In St. Louis County, 54 percent of those who have died were black. About 24 percent of county residents are black.

“We’ve seen the virus hit extraordinarily hard in our African-American communities, not just here locally but across the country,” Page said at a news conference Friday. “We need to stop the inequities in the provision of health care in our underserved communities.”

“This COVID-19 virus shines a spotlight on those inequities,” Page said.


St. Louis County is nearing completion of a temporary morgue, in case the coronavirus causes more deaths than the current morgue can handle.

County spokesman Benjamin Granda said the “Dignified Transfer Center” was being built in a 29,000-square-foot building near the Missouri River. It could hold as many as 1,300 bodies, though no projections show the county reaching that number.

The permanent morgue is a one-story building in Berkeley, with a capacity of 20 bodies. State law requires the county medical examiner to investigate the cause of some deaths, including those from a disease that is thought to be hazardous or contagious.
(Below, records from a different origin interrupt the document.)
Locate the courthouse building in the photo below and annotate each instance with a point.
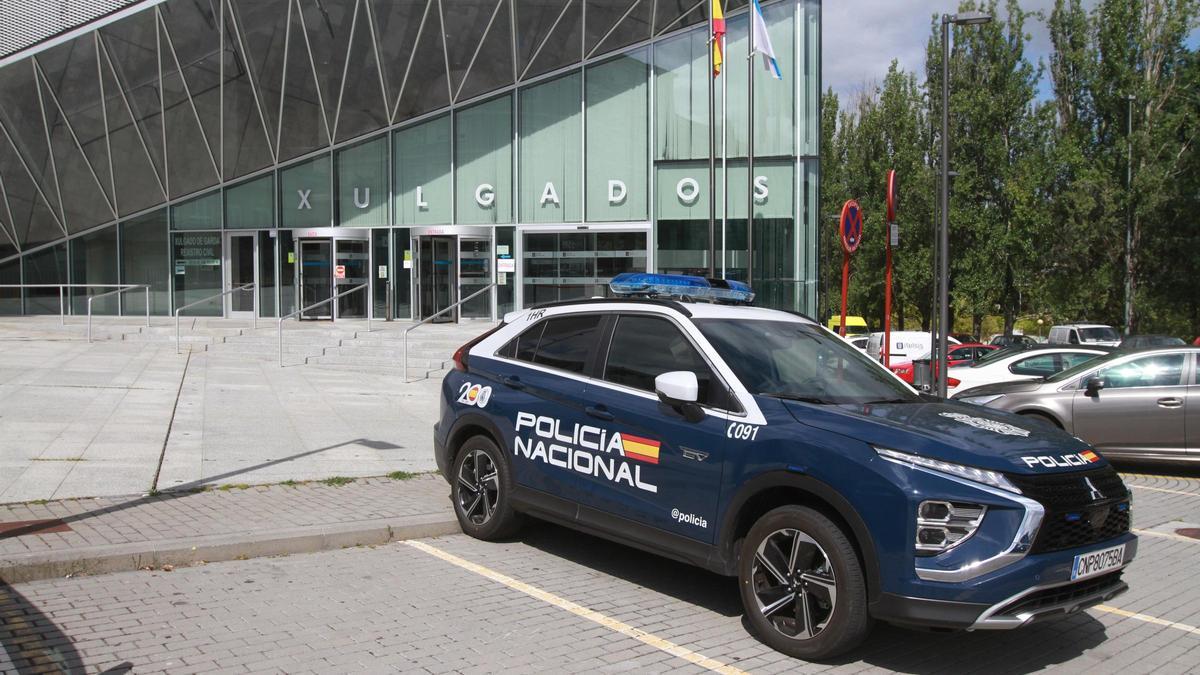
(427, 149)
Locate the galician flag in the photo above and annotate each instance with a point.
(718, 37)
(762, 40)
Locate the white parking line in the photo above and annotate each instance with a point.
(1147, 619)
(582, 611)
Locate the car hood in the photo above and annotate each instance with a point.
(1013, 387)
(951, 431)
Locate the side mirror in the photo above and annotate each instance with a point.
(681, 390)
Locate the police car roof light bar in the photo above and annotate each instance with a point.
(681, 286)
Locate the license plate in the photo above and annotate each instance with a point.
(1097, 562)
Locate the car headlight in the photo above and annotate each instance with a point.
(981, 400)
(984, 476)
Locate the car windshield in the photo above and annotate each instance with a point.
(1077, 370)
(1098, 334)
(796, 360)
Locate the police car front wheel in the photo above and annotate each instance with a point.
(481, 490)
(802, 585)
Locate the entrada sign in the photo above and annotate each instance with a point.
(687, 190)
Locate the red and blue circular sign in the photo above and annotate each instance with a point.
(851, 226)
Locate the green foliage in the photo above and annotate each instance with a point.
(1041, 202)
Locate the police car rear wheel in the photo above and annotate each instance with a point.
(481, 490)
(802, 585)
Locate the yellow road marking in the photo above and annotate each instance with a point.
(582, 611)
(1147, 619)
(1167, 536)
(1165, 490)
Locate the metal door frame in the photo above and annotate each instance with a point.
(227, 255)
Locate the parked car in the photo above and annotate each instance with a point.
(1143, 405)
(1084, 334)
(1147, 341)
(957, 354)
(905, 345)
(1029, 362)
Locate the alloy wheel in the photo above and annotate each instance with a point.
(479, 487)
(795, 584)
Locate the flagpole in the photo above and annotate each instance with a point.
(712, 143)
(750, 153)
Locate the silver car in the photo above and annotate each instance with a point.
(1129, 405)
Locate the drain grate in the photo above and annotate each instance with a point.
(23, 527)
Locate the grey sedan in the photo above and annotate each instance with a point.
(1129, 405)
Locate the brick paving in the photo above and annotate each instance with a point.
(395, 608)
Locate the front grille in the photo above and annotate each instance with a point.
(1062, 595)
(1074, 515)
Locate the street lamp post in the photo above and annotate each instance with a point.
(943, 236)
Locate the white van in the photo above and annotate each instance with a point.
(906, 345)
(1096, 334)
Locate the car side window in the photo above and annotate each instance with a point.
(1159, 370)
(1041, 365)
(645, 346)
(562, 341)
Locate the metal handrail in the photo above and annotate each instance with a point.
(315, 305)
(202, 300)
(63, 312)
(432, 316)
(119, 291)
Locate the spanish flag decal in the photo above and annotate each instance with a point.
(642, 449)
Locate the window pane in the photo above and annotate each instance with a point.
(421, 160)
(94, 261)
(251, 205)
(568, 341)
(203, 213)
(363, 184)
(144, 251)
(48, 266)
(304, 195)
(646, 347)
(197, 256)
(551, 148)
(484, 162)
(1163, 370)
(618, 132)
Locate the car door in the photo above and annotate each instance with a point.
(675, 465)
(1141, 407)
(541, 395)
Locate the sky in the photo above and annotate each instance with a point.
(861, 37)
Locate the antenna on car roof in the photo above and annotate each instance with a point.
(682, 287)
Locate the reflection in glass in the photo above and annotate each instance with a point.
(94, 261)
(144, 260)
(47, 266)
(363, 184)
(551, 151)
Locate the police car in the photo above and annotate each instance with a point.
(759, 444)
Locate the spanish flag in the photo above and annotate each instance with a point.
(718, 37)
(642, 449)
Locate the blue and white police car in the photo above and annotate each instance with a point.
(757, 444)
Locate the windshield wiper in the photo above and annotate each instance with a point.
(787, 396)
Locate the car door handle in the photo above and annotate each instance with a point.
(599, 412)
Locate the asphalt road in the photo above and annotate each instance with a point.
(556, 601)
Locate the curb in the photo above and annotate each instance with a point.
(217, 548)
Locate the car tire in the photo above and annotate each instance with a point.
(481, 490)
(802, 585)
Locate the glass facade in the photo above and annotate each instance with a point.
(553, 143)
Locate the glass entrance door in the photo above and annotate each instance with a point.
(437, 276)
(243, 270)
(316, 276)
(352, 270)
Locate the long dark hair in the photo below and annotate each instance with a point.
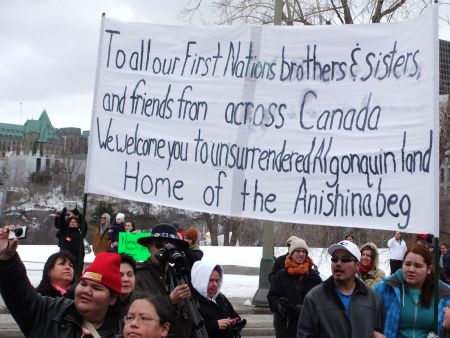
(45, 286)
(426, 296)
(162, 305)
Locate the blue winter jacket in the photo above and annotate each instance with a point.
(390, 291)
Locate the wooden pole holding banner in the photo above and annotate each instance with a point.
(260, 297)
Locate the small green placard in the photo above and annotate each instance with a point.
(128, 244)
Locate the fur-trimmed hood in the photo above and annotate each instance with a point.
(374, 249)
(200, 273)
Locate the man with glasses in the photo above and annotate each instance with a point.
(342, 306)
(156, 275)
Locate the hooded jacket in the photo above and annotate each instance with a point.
(211, 308)
(391, 291)
(374, 275)
(100, 240)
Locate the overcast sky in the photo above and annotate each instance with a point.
(49, 52)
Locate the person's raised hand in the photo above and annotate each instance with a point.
(180, 293)
(224, 324)
(7, 246)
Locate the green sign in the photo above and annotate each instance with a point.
(128, 244)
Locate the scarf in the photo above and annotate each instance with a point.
(60, 289)
(298, 270)
(365, 268)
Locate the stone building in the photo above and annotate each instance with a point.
(36, 146)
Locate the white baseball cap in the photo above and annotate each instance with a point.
(346, 245)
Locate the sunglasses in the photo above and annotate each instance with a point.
(158, 245)
(343, 259)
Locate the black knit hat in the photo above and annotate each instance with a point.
(165, 232)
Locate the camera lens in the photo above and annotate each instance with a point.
(18, 232)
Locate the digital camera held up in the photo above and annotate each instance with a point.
(19, 232)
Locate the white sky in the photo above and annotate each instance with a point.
(49, 52)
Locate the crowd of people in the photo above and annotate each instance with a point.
(176, 293)
(358, 299)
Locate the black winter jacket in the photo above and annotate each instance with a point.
(212, 312)
(152, 278)
(70, 241)
(291, 290)
(39, 316)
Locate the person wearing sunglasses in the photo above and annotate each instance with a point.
(408, 296)
(369, 272)
(100, 240)
(289, 287)
(149, 316)
(157, 276)
(342, 306)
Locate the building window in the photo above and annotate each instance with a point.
(38, 164)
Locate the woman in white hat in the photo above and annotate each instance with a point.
(289, 288)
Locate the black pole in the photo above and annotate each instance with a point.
(436, 282)
(83, 231)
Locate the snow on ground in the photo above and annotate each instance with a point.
(243, 286)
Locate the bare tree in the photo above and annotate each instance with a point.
(309, 12)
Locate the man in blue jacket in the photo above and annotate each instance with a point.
(342, 306)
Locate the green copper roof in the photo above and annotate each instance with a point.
(42, 126)
(11, 130)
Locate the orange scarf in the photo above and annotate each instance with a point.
(297, 270)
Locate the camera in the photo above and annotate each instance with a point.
(169, 253)
(19, 232)
(70, 205)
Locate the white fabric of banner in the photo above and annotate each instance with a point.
(330, 125)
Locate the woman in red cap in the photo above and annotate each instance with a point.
(89, 314)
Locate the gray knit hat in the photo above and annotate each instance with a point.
(298, 244)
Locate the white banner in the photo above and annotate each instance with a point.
(328, 125)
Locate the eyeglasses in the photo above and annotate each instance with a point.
(140, 319)
(343, 259)
(159, 244)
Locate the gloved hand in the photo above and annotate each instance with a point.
(283, 305)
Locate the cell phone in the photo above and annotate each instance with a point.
(70, 205)
(19, 232)
(234, 320)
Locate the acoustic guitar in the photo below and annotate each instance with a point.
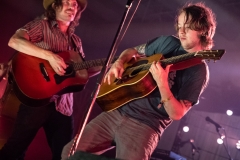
(35, 82)
(137, 81)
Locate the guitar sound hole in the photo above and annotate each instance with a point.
(135, 72)
(68, 70)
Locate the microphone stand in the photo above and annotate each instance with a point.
(99, 81)
(226, 148)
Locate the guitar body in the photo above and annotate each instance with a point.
(35, 82)
(135, 83)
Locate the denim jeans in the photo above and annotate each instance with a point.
(134, 140)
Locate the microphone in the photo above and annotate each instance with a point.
(194, 148)
(213, 122)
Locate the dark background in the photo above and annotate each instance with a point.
(98, 27)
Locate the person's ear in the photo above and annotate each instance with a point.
(53, 6)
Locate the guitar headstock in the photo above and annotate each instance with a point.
(210, 54)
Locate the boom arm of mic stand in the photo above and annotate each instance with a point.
(99, 82)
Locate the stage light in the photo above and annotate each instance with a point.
(229, 112)
(185, 128)
(238, 144)
(219, 141)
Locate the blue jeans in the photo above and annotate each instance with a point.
(134, 140)
(58, 129)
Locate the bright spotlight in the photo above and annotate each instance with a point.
(185, 128)
(238, 144)
(229, 112)
(219, 141)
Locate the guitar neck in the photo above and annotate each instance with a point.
(90, 63)
(205, 54)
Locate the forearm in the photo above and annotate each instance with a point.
(127, 55)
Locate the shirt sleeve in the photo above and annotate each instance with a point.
(34, 30)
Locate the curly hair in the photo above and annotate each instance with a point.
(50, 13)
(201, 19)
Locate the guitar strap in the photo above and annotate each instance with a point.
(75, 47)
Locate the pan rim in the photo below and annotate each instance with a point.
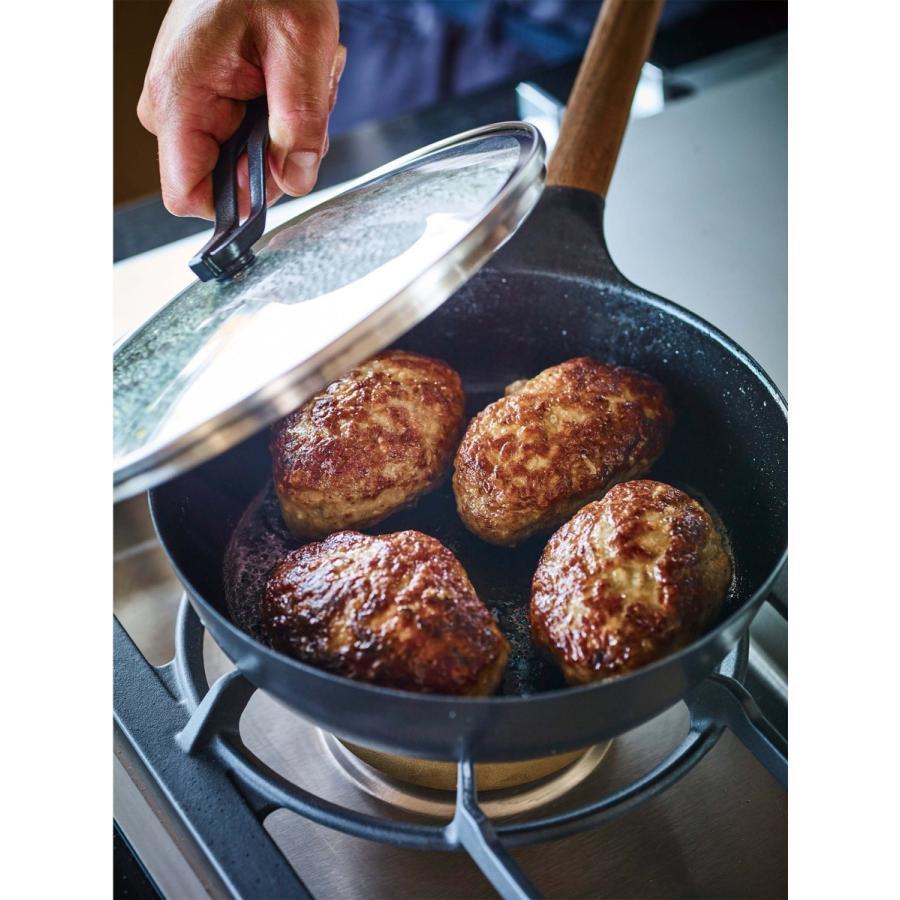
(709, 637)
(477, 703)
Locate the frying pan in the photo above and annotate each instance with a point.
(551, 293)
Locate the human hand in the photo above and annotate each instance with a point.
(211, 56)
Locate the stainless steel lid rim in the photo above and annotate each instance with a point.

Sixty-six people in St. Louis County have died from the coronavirus, according to the Johns Hopkins University website.


Parson announced about $3 million in grants would go toward bringing broadband to 4,400 homes, businesses and farms without high-speed internet, which he called “essential infrastructure in the modern economy, especially during these challenging times.”

According to the Federal Communications Commission, nearly 600,000 rural Missourians lack access to high-speed internet. The broadband grant was established by the Legislature in 2018.